つまり彼女は拉致された日本人を救おうとはせず、それどころか党を挙げて北朝鮮を擁護し続けていたのだ。それだけでも売国奴と呼ぶにふさわしいが、土井氏にはもうひとつ重大な疑惑がある。

 ヨーロッパで拉致された石岡亨さんが、決死の思いで家族に当てた手紙が、1988年9月、ポーランド経由で日本に届いた。これは奇跡のような出来事である。
もし手紙を書いたことが当局に漏れれば命は危ない。その手紙を日本まで届けた人物たちも同様である。しかし手紙は彼のために命を懸けた者たちの手によって、日本にわたってきた。

 手紙は同じく北朝鮮に拉致された有本恵子さんのご両親のもとに届けられた。実は有本恵子さんは北朝鮮で石岡さんと結婚してこどももいた。

 有本さんのご両親は外務省に娘の救助を要請するが、当時は政府自民党も北朝鮮の拉致を公式には認めていなかったため、相手にされなかった。この頃の自民党の姿勢も万死に値すると思う。
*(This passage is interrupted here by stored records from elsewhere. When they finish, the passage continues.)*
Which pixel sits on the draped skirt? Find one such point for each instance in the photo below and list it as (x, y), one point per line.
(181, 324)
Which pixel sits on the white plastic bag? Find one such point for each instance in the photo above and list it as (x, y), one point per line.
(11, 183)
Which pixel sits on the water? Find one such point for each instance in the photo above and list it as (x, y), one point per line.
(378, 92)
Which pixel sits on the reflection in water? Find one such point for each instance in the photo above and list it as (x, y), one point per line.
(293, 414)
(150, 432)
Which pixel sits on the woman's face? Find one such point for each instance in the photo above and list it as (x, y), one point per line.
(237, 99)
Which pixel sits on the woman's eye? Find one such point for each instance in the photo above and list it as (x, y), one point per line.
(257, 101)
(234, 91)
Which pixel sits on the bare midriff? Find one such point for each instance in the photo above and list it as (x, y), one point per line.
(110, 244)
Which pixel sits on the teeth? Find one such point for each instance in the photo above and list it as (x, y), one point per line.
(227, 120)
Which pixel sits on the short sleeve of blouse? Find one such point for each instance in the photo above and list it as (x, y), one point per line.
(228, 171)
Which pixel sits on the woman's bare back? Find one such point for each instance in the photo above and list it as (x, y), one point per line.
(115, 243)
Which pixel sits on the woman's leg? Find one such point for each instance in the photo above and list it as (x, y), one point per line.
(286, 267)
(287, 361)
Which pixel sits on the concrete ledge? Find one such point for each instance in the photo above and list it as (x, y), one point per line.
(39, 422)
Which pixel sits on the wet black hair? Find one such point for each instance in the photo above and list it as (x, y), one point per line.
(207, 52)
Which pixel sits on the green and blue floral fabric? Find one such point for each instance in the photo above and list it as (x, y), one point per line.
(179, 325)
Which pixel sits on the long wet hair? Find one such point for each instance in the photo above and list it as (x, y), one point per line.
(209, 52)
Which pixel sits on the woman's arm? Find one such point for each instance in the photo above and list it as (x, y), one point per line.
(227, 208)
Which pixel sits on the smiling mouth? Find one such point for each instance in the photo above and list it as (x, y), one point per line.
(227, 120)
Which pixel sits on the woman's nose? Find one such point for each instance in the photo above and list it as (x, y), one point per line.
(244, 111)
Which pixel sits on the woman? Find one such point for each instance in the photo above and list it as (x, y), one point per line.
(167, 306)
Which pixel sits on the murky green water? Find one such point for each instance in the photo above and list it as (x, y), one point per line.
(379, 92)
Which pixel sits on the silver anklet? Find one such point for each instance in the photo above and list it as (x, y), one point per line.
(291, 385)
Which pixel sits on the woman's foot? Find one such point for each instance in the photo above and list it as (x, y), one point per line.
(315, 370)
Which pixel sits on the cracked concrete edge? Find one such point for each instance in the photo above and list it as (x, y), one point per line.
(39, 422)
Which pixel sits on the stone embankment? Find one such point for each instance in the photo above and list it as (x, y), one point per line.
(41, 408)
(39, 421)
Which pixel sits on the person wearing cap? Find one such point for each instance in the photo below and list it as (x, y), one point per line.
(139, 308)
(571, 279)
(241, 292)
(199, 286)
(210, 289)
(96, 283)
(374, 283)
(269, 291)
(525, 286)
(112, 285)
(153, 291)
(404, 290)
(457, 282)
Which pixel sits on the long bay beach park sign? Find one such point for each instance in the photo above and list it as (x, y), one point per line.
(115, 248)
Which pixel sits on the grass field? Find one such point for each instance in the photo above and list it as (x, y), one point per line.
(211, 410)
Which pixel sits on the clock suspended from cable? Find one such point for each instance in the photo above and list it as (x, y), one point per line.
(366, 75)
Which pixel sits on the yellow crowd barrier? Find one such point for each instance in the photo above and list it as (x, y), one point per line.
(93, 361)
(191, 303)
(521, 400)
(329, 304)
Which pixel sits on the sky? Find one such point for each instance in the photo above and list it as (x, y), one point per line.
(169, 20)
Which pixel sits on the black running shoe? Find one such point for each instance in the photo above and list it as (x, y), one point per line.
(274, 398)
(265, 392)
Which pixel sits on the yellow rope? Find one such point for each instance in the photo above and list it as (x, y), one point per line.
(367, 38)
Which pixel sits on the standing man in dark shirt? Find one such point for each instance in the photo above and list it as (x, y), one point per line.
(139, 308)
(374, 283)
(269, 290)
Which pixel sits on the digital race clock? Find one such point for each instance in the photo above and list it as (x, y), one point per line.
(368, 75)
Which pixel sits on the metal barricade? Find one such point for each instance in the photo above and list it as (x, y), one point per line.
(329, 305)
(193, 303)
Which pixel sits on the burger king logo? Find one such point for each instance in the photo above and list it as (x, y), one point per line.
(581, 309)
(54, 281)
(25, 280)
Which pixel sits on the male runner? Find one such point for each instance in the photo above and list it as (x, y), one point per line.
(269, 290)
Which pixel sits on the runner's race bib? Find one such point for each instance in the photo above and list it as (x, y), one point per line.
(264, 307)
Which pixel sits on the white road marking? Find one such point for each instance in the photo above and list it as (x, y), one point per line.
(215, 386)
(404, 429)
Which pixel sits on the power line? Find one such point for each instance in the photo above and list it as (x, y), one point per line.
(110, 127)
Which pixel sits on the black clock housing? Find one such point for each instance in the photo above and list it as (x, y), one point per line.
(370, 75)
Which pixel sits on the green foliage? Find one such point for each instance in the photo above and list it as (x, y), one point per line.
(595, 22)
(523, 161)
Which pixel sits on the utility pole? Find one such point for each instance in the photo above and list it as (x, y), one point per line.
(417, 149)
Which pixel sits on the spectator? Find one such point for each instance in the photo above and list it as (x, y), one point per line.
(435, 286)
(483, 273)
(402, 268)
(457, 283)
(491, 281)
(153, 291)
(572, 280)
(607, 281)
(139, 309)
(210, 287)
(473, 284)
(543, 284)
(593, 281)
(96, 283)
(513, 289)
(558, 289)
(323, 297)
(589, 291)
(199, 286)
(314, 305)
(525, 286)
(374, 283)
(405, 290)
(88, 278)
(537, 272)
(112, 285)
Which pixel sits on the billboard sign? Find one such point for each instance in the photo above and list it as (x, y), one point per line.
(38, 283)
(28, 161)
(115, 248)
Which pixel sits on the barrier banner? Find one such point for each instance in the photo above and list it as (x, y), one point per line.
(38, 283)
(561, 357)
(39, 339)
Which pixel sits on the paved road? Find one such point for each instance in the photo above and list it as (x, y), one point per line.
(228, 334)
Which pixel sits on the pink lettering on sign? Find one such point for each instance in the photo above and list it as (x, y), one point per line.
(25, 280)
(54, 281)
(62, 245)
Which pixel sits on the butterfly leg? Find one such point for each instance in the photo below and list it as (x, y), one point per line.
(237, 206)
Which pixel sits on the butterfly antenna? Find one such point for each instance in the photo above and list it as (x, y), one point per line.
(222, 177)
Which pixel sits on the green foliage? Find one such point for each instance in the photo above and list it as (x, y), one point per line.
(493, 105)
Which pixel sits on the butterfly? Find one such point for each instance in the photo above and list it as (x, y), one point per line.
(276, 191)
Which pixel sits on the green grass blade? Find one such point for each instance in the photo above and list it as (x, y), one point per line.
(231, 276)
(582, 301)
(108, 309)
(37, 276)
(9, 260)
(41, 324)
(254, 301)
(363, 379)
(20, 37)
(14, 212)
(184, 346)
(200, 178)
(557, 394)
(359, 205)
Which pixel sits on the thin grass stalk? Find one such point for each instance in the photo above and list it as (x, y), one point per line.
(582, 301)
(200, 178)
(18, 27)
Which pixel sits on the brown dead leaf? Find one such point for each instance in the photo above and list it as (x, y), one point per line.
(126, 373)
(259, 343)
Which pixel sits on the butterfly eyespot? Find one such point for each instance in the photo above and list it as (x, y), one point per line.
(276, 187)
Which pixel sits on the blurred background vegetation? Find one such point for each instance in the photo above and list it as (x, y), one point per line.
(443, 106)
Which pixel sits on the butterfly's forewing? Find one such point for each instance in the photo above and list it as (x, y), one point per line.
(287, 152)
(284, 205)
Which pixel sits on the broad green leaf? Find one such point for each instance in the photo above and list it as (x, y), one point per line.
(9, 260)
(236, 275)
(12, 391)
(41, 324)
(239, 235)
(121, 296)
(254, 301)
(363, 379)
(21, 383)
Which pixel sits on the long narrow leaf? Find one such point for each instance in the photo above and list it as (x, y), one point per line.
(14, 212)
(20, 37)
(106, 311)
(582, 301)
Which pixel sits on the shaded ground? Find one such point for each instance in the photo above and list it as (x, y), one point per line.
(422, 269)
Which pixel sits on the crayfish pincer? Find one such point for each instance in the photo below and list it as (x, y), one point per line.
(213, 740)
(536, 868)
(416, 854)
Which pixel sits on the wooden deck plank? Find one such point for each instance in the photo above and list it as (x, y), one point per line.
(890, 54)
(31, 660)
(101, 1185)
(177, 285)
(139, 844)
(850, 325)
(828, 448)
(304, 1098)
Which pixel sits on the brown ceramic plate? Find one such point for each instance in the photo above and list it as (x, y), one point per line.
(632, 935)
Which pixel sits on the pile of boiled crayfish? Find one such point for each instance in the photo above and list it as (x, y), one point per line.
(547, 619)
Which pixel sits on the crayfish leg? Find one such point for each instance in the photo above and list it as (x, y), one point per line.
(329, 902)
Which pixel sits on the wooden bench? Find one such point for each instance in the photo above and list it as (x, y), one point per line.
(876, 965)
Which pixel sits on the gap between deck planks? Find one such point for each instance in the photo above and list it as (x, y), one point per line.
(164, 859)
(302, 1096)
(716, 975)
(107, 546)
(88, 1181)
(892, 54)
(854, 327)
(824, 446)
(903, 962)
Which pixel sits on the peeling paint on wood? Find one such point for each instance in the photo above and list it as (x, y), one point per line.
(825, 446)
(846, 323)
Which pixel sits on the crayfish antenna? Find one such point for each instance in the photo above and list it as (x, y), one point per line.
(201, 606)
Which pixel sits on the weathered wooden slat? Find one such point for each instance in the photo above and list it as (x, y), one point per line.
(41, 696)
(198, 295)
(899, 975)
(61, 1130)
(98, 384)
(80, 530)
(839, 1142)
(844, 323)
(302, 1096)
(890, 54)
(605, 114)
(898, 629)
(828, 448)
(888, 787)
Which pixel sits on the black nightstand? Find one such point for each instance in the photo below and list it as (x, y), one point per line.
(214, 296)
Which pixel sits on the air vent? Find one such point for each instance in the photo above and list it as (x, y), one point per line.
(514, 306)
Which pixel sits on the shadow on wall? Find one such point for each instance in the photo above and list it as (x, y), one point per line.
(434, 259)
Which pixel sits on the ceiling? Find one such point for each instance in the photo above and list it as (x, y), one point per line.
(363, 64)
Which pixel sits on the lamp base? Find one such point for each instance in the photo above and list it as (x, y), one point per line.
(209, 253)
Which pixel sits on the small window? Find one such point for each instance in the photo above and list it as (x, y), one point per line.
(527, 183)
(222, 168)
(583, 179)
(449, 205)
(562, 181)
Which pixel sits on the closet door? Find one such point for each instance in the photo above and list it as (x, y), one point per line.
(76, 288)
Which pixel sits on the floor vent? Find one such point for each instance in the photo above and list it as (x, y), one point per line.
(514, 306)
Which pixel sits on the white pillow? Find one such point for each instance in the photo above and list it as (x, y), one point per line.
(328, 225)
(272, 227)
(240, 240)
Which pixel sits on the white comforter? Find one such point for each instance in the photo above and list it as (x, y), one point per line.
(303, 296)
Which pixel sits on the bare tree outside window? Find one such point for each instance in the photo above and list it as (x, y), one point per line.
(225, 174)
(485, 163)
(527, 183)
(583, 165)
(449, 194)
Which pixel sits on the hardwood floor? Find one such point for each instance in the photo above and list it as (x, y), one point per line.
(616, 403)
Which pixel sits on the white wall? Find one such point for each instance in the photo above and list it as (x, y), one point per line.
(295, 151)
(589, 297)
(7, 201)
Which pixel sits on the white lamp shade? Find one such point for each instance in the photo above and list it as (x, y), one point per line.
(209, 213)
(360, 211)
 外務省に無視された有本さんご夫婦は藁をもすがる思いで、当時、北朝鮮にパイプがあると言われていた社会党にお願いしようと、同じ九月に国会のエレベーターの前で土井氏をつかまえ、彼女に手紙の存在を伝え、娘が北朝鮮に拉致されていることを訴えた。
しかし土井氏はまったく相手にしなかった。「拉致などない!」と断言していた彼女のことだから、これは当然の対応ではあるが、驚くべきことが後に明らかになる。